Pietro leżał wyciągnięty na sofie, z jednym ramieniem charakterystycznie zawiniętym pod głowę. Drugą ręką przyciągał do siebie gruby czerwony koc Wandy, z wyszytymi białymi i czarnymi serduszkami.
Zerknęła za zegarek: była dziesiąta. Nie budziła brata w weekendy, wiedziała ile on pracuje. Nierzadko widywała go o pierwszej w nocy nad laptopem, z kolejnym kubkiem mocnej kawy, z czołem opartym na dłoni i sztucznym uśmiechem na jej widok, udającego, że wszystko jest w porządku.
Sama wstała niewiele wcześniej, ale tylko dlatego, że wolała mieć brata na oku.
Zaparzyła sobie herbatę, czekając, aż grzanki wyskoczą z tostera. Miała nadzieję na leniwy dzień; ona, Pietro i beztroskie nicnierobienie do nocy.
Telefon zasygnalizował przyjście wiadomości. Odczytała. Brunhilda zapraszała ją na urodziny Lokiego, oczywiście razem z Pietro. Na usta szatynki wpełzł uśmiech, zaraz jednak spadła na nią myśl o prezencie dla solenizanta. Coś trzeba przecież kupić.
- Cześć, siostra - ziewnął blondyn, wchodząc do kuchni. Miał na sobie ulubione powyciągane, miękkie dresy i szary t-shirt z logo S.H.I.E.L.D., ich uczelni pieszczotliwie nazywanej Tarczą. Twarz miła jakby zmiętą, a zaczerwieniony nos świadczył o wielu próbach wyzbycia się kataru. Mokre włosy jasno informowały, że przed chwilą mało że wstał, to jeszcze doczołgał się do prysznica i zrobił z niego użytek.
- Cześć. Jesteśmy zaproszeni na za tydzień na dziewiętnastą na urodziny Lokiego. Ten wysoki brunet, na pewno pamiętasz.
- Ten gołąbek, który ma napuszonego brata? Znam - odparł Maximoff niższym niż zwykle głosem i włączył ekspres. - Dupek. - Nie przepadał za starszym Odinsonem, tak samo jak mniejsza część uczelni. Można by rzec, że studenci dzielili się na trzy obozy: tych, którzy skoczyliby za nim w ogień, tych, którzy by tego nie zrobili i tych, którzy by ten ogień rozpalili.

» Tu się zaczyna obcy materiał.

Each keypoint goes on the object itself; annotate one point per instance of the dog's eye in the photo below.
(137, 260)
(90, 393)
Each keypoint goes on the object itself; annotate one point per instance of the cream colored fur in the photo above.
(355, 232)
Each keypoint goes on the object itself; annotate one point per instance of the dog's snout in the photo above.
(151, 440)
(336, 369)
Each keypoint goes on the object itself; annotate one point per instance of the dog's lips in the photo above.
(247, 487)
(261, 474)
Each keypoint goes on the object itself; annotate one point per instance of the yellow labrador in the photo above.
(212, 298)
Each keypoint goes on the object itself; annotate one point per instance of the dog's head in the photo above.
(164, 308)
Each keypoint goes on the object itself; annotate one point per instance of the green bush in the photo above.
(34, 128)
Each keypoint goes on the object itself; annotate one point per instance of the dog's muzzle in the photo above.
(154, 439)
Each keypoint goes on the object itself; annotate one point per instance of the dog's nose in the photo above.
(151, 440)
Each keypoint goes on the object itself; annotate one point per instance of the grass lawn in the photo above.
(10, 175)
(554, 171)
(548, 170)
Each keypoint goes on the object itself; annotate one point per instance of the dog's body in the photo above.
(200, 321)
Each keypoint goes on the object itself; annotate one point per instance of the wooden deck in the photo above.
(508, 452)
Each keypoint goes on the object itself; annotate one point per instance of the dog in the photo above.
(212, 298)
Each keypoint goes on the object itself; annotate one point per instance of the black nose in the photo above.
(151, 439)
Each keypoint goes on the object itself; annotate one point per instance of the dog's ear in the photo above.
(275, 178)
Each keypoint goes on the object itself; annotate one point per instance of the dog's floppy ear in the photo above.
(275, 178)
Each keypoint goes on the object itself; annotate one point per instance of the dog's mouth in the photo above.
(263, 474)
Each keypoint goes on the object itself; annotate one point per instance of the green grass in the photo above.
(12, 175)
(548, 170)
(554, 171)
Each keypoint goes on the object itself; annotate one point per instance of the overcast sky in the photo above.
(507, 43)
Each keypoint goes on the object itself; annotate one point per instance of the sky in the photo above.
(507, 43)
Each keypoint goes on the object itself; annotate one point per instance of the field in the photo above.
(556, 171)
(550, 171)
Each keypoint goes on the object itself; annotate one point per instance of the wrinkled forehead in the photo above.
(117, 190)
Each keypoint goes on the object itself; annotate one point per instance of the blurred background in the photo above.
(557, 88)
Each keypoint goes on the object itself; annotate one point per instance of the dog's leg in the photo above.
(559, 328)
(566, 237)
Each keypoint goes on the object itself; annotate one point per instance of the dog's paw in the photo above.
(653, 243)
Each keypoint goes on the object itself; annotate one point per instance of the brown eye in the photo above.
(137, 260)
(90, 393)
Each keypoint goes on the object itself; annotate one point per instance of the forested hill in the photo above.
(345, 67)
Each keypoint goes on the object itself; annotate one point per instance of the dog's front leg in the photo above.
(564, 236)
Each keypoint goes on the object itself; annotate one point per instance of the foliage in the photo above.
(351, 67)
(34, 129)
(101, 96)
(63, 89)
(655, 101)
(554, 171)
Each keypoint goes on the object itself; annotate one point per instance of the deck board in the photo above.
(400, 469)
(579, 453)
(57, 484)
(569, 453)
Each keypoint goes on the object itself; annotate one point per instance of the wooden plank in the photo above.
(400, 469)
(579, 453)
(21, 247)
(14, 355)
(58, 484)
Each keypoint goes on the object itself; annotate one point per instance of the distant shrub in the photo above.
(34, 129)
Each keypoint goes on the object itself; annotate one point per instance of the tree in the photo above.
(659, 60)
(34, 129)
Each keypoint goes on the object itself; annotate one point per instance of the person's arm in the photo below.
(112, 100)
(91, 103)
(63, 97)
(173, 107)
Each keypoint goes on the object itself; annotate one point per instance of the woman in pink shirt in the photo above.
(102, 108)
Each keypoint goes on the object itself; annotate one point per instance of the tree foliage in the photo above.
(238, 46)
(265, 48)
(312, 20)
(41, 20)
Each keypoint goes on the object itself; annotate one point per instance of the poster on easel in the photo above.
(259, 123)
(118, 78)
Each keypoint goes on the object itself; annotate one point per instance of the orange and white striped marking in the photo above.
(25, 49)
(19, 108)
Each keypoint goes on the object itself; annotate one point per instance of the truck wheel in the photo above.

- Nie jest zły, są gorsi - zaoponowała Wanda.
- Fakt, jest ten cały Stark. Może mu ktoś kiedyś uświadomi, że życie nie składa się z podrywania wszystkich naokoło - zgodził się. - I spania z kim popadnie - pokręcił głową, a wilgotne blond kosmyki opadły mu na czoło. - Nie każdy ma tak wspaniałego starszego brata jak ty. Doceń mnie.
- Doceniam - zaśmiała się. - I... są jeszcze gorsi, ale takich nie znamy. Idziemy, co? - szturchnęła brata w żebra.
- Ale najpierw kawa. Potem jakieś leki. Potem lenienie się. A potem dopiero impreza za tydzień. I gdzie ten twój gołąbek mieszka? - spytał, nachylając się do kubka.
- To nie jest mój gołąbek. Dzielnica Piąta. Czterdzieści minut autobusem - dodała z pamięci.
- To dużo czasu - Pietro przeciągnął się niczym lew. Czuł, jak coś mu łupie w głowie, a nozdrza są irytująco zatkane.
- Musimy jeszcze pomyśleć nad prezentem - nie ustępowała szatynka.
- Dobra, w prezencie dla Lokiego uprowadzę Starka. Będzie miły wieczór - wyszczerzył się. - On też się ucieszy. Zmieniając temat, co na śniadanie? - spytał, robiąc szczenięce oczy.
- Grzanki albo coś wymyśl, wierzę w ciebie - Wanda poklepała brata po ramieniu. - Jesteś samodzielny.
- Głodny Pietro to zły Pietro - powiedział, przejmując dyskretnie tosta. - Drugi hest dla ciebhe - dodał z pełnymi ustami i wskazał na talerz. - Wspaniałomyślnie ci go zostawiam.
- Zabieraj łapy - zaśmiała się dziewczyna. - Albo zrób jeszcze dwa.
- Siostra, wydaje mi się, że balować pójdziesz sama - mruknął dziwnym głosem, przełykając tosta. Spróbował głębiej odetchnąć; przypuszczenia się potwierdziły. Katar. - Chyba jestem chory - dodał tym samym osobliwym tonem.